O clássico contra o Atlético de Madrid foi um exemplo disso. O Real até começou bem, chegou a abrir o placar e dava a sensação de que conseguiria se impor no Metropolitano. Mbappé, como de costume, teve presença marcante, buscou jogo, finalizou, tentou movimentar o ataque. Mas sem apoio ofensivo, acabou sobrecarregado. Foi obrigado a sair da área diversas vezes para tentar armar o próprio jogo. Em alguns momentos, parecia um camisa 9, 10 e 11 ao mesmo tempo. Já o Atlético, muito mais encaixado, com entrosamento e força física, dominou o segundo tempo e virou o jogo com autoridade.

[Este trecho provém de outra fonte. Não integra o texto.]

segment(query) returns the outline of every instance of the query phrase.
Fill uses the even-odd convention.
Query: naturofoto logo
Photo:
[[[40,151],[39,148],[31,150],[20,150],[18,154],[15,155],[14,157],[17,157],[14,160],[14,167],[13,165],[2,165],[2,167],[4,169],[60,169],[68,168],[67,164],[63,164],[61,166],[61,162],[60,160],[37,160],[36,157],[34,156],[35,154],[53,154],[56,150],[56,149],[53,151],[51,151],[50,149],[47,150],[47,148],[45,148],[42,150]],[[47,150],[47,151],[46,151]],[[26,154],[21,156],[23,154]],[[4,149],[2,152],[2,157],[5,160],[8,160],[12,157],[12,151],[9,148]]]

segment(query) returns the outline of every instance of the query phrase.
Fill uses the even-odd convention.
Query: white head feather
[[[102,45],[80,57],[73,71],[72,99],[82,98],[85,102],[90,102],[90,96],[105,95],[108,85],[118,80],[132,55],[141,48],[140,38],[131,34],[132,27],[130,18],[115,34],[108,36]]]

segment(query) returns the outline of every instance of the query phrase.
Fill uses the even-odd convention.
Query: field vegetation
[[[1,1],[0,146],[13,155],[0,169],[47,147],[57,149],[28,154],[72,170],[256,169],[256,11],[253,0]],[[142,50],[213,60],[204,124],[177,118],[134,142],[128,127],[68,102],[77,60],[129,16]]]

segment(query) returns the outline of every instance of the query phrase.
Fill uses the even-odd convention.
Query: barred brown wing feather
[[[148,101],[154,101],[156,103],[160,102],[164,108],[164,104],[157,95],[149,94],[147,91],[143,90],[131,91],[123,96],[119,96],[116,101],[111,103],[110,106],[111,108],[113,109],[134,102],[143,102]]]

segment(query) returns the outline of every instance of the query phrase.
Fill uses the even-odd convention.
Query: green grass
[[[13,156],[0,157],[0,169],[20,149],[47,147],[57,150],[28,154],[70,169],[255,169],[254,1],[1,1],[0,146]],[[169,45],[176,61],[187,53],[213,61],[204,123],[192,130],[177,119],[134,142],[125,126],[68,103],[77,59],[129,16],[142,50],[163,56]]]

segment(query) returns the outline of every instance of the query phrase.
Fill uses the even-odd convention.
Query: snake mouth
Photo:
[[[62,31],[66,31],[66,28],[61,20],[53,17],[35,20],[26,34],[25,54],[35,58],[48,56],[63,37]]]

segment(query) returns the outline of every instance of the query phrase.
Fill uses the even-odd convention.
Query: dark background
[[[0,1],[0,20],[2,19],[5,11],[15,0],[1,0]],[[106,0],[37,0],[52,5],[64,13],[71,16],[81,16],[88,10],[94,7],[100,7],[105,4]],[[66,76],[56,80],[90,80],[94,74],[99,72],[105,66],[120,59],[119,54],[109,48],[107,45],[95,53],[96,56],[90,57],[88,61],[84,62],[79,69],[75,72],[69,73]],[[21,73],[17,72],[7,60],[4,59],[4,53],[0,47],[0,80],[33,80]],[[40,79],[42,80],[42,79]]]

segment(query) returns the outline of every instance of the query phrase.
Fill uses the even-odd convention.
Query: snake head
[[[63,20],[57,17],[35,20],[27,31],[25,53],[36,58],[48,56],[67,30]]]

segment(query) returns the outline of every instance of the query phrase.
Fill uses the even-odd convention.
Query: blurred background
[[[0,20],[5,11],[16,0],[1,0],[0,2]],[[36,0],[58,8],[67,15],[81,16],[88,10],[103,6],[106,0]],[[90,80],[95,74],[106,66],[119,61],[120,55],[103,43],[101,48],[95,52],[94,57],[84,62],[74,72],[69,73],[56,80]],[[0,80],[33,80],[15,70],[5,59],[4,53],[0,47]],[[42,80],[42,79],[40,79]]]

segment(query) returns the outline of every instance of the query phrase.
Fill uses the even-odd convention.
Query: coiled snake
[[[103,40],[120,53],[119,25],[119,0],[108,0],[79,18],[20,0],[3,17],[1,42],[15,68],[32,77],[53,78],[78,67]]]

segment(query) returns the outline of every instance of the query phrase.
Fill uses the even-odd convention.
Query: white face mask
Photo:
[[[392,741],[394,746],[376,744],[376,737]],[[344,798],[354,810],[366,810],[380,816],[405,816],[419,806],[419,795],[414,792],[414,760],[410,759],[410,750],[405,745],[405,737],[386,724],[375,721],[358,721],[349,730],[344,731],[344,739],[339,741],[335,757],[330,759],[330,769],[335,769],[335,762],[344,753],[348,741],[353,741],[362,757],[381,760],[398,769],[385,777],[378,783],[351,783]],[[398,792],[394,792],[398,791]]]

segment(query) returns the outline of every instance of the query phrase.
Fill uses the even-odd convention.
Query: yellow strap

O contraste de atuações entre os dois elencos foi gritante. Enquanto Simeone viu sua equipe trabalhar como um relógio suíço, com Julian Alvarez em noite inspirada e o meio-campo atropelando, Xabi Alonso se viu preso na própria estratégia. O técnico espanhol tem apostado em um rodízio no ataque, já testando nomes como Rodrygo, Brahim Díaz, Gonzalo García e até mesmo Vinícius Júnior, que ainda busca recuperar o ritmo após atuações fracas.

Só que entre todas essas variações ofensivas, Mbappé é intocável. Nenhum jogador tem números parecidos, nem presença em campo. Ele chegou com cautela na temporada passada, respeitando o vestiário e o ambiente, mas agora já assumiu a liderança técnica do time. A dúvida que fica é: o Real vai conseguir montar uma equipe à altura do seu astro?

Basta agora saber se as contratações pontuais do Real Madrid conseguirão dar mais apoio a Kylian Mbappé. Até agora, ele tem feito o papel de protagonista com louvor, mas futebol, no fim das contas, é coletivo. E carregar o piano sozinho não é tarefa fácil, nem mesmo para quem tem explosão de super-herói.

A temporada é longa. Champions, LaLiga, Copa do Rei, o calendário é apertado e exigente. Mbappé pode continuar empilhando gols, quebrando recordes e sendo manchete. Mas se o Real Madrid quiser voltar a ser dominante na Europa, vai precisar mais do que um craque isolado. Vai precisar de um time que jogue por ele, e com ele.